午後4時、雨はまだやまない。でも少しずつ小ぶりになっていた。池田さんは橋の下の段差に腰掛け、少し明るくなった雨空を眺めている。彼女がつぶやく。
「あなたがもし、明日死ぬとしたら、さっきみたいにあの子供に傘を渡すと思う?」
「うん。たぶん渡すと思うよ」
「そうかしらね。
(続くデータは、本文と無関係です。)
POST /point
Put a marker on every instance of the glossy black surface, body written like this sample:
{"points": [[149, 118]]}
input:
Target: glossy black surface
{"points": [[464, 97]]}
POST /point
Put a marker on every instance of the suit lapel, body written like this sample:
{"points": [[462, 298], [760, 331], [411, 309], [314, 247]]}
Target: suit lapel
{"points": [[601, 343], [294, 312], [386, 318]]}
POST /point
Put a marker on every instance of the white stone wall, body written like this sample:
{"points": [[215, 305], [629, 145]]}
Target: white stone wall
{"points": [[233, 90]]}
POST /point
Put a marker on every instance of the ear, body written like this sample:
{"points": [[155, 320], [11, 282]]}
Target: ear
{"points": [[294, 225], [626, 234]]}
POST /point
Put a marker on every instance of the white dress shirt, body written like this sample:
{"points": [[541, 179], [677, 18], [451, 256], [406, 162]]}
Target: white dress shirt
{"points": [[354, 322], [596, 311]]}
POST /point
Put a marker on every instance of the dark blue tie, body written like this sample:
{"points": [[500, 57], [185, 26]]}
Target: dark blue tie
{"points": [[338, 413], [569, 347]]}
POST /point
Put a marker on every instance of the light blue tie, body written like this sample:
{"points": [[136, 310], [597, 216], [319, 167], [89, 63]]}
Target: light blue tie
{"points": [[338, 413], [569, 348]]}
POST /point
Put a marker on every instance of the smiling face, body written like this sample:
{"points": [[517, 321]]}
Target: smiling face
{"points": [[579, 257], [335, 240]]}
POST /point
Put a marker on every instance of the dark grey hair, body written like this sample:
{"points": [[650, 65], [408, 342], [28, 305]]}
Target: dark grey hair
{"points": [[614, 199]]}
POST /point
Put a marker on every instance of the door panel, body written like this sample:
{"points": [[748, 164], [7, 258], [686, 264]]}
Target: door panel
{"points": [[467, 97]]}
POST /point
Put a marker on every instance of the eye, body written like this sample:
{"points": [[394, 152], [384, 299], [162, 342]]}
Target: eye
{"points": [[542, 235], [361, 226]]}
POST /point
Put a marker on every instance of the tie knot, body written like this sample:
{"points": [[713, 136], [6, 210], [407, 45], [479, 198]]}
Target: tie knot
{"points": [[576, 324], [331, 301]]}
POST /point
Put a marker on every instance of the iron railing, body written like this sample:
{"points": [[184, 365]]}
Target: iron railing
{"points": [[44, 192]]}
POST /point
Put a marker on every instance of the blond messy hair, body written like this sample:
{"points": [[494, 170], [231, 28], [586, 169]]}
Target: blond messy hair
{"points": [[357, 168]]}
まあ、そこまでお人好しなら清々しいわね」
なんとなく、このとき僕は彼女のことを鬼のお面を通して見てみた。彼女の体の目玉は以前よりさらに少なくなっているように見えた。
彼女が僕に問う。
「将来子供ができたらなんて名前にしたい?」
「うーん、『ともひろ』かな」
「なんで?」
「友達をたくさん作ってほしいから」
彼女は軽く吹き出した。
「喧嘩をうってるの?」
「…」僕は話題を変える「縄跳びでもしようか」
僕らはそれぞれ自分の縄跳びをカバンから取り出し、練習をした。
縄が地面を叩く音が橋の下に響いた。


やがて、雨は上がった。その日はそれで池田さんと別れた。辺りはもう暗く、西の空だけが薄明るく白んでいた。